Looking back, it was the ultimate scene:

Captain’s Blog – Startdate 29.1, Location: The largest hospital in the city, The Participants: One exhausted father with one over-3 years old girl, lying in his arms like a maiden, all sluggish from distress, bumped head from a fall at nursery school, vomiting intermittently, crying frequently, the father wandering in and out of the emergency room, since the emergency room is flooded with sick children at different stages of the flu, and the maiden in his arms is insisting on falling  asleep, and as we said previously, vomiting. Every once in a while I run to the children’s emergency room to find out when somebody can check the bump before she falls asleep or covers the floor with vomit.

Me, I’ve been hospitalized since Sunday with a mysterious bug.

A doctor from the emergency room has been interrogating me since I first arrived: “Do you raise poultry? Did you come back from a country that raises poultry? Do you know any poultry? If it cackles, flies, or swims, is it poultry?

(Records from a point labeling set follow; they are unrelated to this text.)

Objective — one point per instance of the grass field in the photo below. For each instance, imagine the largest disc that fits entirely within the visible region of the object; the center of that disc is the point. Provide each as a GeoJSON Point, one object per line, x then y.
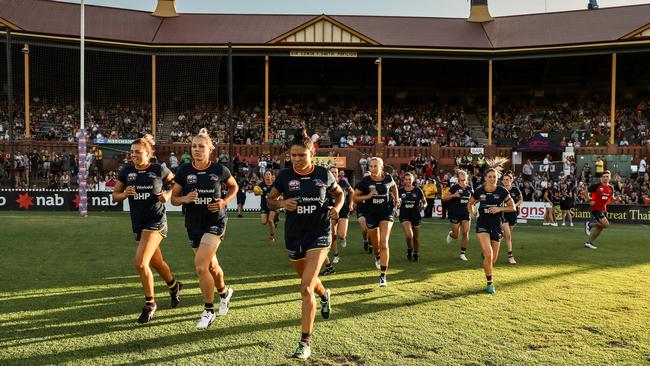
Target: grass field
{"type": "Point", "coordinates": [70, 295]}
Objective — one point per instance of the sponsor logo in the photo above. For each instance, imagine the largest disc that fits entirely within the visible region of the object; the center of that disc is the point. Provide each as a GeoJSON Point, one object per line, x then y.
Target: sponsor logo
{"type": "Point", "coordinates": [294, 185]}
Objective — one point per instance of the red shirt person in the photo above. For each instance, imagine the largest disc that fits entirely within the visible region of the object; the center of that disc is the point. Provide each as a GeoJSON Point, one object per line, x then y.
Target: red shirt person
{"type": "Point", "coordinates": [601, 194]}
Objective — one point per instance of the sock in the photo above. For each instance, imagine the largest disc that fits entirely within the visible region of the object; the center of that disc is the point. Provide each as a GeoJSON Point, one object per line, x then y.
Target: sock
{"type": "Point", "coordinates": [209, 306]}
{"type": "Point", "coordinates": [324, 298]}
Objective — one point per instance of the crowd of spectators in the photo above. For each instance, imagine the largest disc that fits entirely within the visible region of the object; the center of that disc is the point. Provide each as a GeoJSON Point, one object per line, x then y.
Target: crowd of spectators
{"type": "Point", "coordinates": [580, 123]}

Do you like grilled chicken?” Understand this, I had a fever of over 41 degrees (centigrade) at this stage, and it was during the period that bird flu was really hot and people liked trying to cause others to look as if they’re ill with it, so as to give them a magnificent cure “house” style.

 

Armed with a drip stand that I’d succeeded in getting out of a good-hearted male nurse from the ward (“Understand me, my daughter is in the emergency room” ) my left side looking like something between a hamster and The Elephant Man (in the wonderful scene from “The Tall Guy” where Jeff Goldblum plays The Elephant Man in a low-budget marginal play), chasing after my little daughter all over the maternity emergency room (the most-not-sick place in the hospital), my daughter determined to play her best at the most wonderful game of all, “Let’s Pull Out Mommy’s Infusion”, and the next-best game, “Let’s Try Squash Ourselves in the Automatic Door” – and the third-most enjoyable but intellectual – “Let’s Knock Over the Doctors and Take Their Papers Away From Them” while shouting out “I want boobie, I want chips” , and summarizing, in her special way: ” I want everything”.

She want everything

During all this, while still not certain if I should die immediately or wait to see if my eldest survives, since she’s fallen into a deep sleep in the last few minutes in spite of the fact that her younger sister is trying to pull her to the floor, A’ calls me (Boss A’), all joy and happiness, and informs me that they’ve solved one of the problems we’ve been working on over the last two weeks “we used what you suggested from the start”, A’ rejoices as if there is no cosmic justice in the world, I mumble thank you (and a curse) and hurry to catch my younger daughter by the tail-end of her clothes once again – group after group of women with round and wonderful pregnant stomachs are passing by in procession, in my humble opinion some are regretting the entire pregnancy business at this precise moment, others are deciding that their children will never behave in such a provincial and barbaric manner, and second, third and fourth-time mothers nod towards me as a sign of commiseration.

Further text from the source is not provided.